W. Willard Wirtz, Secretary of Labor, United States Department of Labor, Plaintiff-appellee, v. National Maritime Union of America, Defendant-appellee.james M. Morrissey, Appellant, 409 F.2d 1340 (2d Cir. 1969)Annotate this Case
Decided April 23, 1969
Daniel Donnelly, Kreindler & Kreindler, New York City, for appellant.
Charles Sovel, Abraham E. Freedman, New York City, for appellee National Maritime Union.
Michael D. Hess, Asst. U. S. Atty. (Robert M. Morgenthau, U. S. Atty. for Southern Dist. of New York, Patricia M. Hynes, Asst. U. S. Atty., of counsel), for appellee Wirtz.
Before FRIENDLY, KAUFMAN and HAYS, Circuit Judges.
HAYS, Circuit Judge:
In this action, instituted by the Secretary of Labor on the complaint of appellant and three other members of the National Maritime Union, pursuant to Title IV of the Labor-Management Reporting and Disclosure Act of 1959, 29 U.S.C. §§ 481-483 (1964), the district court set aside the union's 1966 election of officers and directed the conduct of a new election under the supervision of the Secretary. 284 F. Supp. 47 (S.D.N.Y.), aff'd, 399 F.2d 544 (2d Cir. 1968). Appellant moved to overrule the Secretary with respect to certain rules that he formulated to govern the election. The district court denied the motion on the ground that appellant lacked standing to bring an action under Title IV of the LMRDA. We affirm.
In Calhoon v. Harvey, 379 U.S. 134, 85 S. Ct. 292, 13 L. Ed. 2d 190 (1964), the Supreme Court held that the exclusive right to file a suit challenging a union election because of violations of Title IV of the LMRDA rests with the Secretary of Labor.
"Section 402 of Title IV * * * sets up an exclusive method for protecting Title IV rights, by permitting an individual member to file a complaint with the Secretary of Labor challenging the validity of any election because of violations of Title IV. Upon complaint the Secretary investigates and if he finds probable cause to believe that Title IV has been violated, he may file suit in the appropriate district court. It is apparent that Congress decided to utilize the special knowledge and discretion of the Secretary of Labor in order best to serve the public interest. * * * In so doing Congress, with one exception not here relevant, decided not to permit individuals to block or delay union elections by filing federal-court suits for violations of Title IV." 379 U.S. at 140, 85 S. Ct. at 296 (footnote omitted).

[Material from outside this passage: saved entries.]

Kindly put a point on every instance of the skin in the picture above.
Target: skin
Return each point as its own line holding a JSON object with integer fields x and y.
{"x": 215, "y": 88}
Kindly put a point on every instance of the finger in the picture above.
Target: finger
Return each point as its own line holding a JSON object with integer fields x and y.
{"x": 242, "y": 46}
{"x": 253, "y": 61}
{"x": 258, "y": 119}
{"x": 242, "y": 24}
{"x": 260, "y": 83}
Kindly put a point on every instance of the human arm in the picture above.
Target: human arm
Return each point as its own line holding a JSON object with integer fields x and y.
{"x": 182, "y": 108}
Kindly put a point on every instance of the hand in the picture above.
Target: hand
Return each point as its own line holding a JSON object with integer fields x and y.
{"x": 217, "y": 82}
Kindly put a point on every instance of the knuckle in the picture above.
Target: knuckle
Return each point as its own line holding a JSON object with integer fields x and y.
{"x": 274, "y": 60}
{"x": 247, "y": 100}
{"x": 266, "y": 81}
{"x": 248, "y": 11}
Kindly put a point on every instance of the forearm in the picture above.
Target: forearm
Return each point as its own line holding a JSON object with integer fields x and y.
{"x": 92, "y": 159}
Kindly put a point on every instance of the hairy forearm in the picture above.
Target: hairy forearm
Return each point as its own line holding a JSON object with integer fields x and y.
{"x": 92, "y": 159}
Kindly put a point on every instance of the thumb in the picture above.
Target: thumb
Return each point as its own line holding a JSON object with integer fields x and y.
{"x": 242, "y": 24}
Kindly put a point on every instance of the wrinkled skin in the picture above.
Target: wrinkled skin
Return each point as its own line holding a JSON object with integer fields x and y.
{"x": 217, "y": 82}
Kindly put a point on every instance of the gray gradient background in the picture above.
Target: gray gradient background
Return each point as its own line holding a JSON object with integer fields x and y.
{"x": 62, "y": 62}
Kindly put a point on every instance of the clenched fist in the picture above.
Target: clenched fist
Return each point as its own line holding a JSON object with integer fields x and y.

Thus when appellant challenged the 1966 election he filed a complaint with the Secretary; it was the Secretary who brought the suit that resulted in the election's being set aside.
The fact that here appellant's motion dealt with a second election does not justify a different result. The considerations, including the possibility of delay, on the basis of which Congress prohibited suits by individual union members are substantially the same for the second election as for the first.
Appellant contends that Rule 71 of the Federal Rules of Civil Procedure confers standing upon him, as one of the four union members on whose complaint the Secretary was acting when he filed suit against the union, to bring this motion to enforce the order of the district court. The short answer to appellant's contention is that the district court's order did not deal with the issues raised in the motion here on appeal, and thus the motion is not one to enforce a prior order of the district court.